In the second largest state in the ‘United’ States, the new law will most seriously affect those who can’t cross the border into a neighbouring state (from San Antonio, the nearest neighbouring state is about 400 miles away), which means that its impact will most seriously affect poorer and disadvantaged women, many of whom will be women of colour.

But what I find most horrific is that the majority of people who voted for this law were men, and men will have been between 50% and 100% responsible for the unwanted pregnancy in the first place.  Suppose a majority of women passed a law requiring rapists and other male sexual predators to have their penises surgically removed and for $10,000 rewards to be given to people reporting offenders.
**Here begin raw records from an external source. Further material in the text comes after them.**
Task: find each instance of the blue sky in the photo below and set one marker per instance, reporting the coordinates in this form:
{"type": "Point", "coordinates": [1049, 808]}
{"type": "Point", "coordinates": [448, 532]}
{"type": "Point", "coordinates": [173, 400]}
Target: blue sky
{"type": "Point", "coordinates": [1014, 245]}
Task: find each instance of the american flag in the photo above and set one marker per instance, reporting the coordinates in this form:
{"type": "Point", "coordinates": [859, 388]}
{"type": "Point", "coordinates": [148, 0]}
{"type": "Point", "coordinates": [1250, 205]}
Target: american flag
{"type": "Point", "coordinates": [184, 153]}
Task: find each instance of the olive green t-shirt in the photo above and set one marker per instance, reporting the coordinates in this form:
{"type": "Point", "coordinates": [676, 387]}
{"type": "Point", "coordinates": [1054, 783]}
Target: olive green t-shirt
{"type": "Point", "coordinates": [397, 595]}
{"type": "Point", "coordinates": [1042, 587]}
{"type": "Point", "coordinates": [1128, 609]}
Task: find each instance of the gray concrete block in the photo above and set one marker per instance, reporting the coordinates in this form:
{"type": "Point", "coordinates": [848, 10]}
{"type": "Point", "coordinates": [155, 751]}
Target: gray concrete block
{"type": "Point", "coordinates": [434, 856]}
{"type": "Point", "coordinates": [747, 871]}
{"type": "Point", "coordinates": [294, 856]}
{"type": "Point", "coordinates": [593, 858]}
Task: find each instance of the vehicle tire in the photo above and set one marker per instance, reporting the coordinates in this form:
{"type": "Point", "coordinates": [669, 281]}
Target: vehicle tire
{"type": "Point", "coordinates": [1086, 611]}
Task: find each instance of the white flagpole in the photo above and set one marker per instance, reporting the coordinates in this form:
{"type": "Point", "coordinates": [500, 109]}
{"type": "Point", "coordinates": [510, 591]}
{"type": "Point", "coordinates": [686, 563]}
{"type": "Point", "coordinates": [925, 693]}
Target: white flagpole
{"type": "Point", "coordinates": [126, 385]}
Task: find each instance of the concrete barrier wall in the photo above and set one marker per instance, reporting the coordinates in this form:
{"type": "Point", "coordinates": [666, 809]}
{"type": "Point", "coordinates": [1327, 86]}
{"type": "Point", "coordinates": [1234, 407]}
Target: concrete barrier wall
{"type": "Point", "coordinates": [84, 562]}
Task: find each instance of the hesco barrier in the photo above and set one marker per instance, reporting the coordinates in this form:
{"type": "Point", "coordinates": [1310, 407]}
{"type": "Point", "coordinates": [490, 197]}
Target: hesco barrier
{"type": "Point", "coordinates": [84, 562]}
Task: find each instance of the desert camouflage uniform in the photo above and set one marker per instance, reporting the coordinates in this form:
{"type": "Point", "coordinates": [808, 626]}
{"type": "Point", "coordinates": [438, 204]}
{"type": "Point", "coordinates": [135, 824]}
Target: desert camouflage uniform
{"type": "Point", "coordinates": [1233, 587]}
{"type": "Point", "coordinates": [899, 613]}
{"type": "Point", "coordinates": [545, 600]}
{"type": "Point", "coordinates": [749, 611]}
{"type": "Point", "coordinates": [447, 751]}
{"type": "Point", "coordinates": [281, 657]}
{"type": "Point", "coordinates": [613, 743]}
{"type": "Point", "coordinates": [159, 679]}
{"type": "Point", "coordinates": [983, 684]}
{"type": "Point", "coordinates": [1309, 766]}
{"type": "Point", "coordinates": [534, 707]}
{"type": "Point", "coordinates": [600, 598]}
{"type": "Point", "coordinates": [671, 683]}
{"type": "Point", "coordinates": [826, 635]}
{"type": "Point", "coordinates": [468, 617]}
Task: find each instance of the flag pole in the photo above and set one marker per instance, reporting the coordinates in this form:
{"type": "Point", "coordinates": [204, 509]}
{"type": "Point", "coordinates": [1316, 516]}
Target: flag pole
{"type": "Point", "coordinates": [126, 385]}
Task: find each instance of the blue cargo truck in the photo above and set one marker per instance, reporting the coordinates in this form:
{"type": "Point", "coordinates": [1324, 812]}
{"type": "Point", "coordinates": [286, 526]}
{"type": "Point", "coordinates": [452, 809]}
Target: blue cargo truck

What the Great Brains of Texas have failed to realise is the dangers of the precedent they have set by not being clever enough to think the implications through.

The ‘justification’ for the 6-week limit is that the heartbeat of a foetus can first detected about then, so the foetus is deemed to be ‘alive’ after that and an abortion would therefore be equivalent to murder. 

This arbitrary judgement leads to some worrying conclusions.  I’ve mentioned before the uncertainties about when somebody can be said to be dead but the Texan legislators have cut through all the scientific uncertainties to decide that having a heartbeat means you’re alive.  Which means that if somebody’s heart stops for any reason, they’re dead, there’s no point in resuscitation and you can cut bits out of them for recycling while they’re still warm. 

Even the President of America (himself a Catholic) has accused the Texan court of assaulting vital constitutional rights and ordered the federal government to ensure women in Texas still have the right to abortions.

I wonder if Mexico might be interested in taking over Texas (which would also, of course, solve the problem of Donald Trump’s ‘wall’ which is (a) incomplete and (b) collapses in strong winds and (c) can be scaled with a ladder just longer than the ‘wall’ is high)?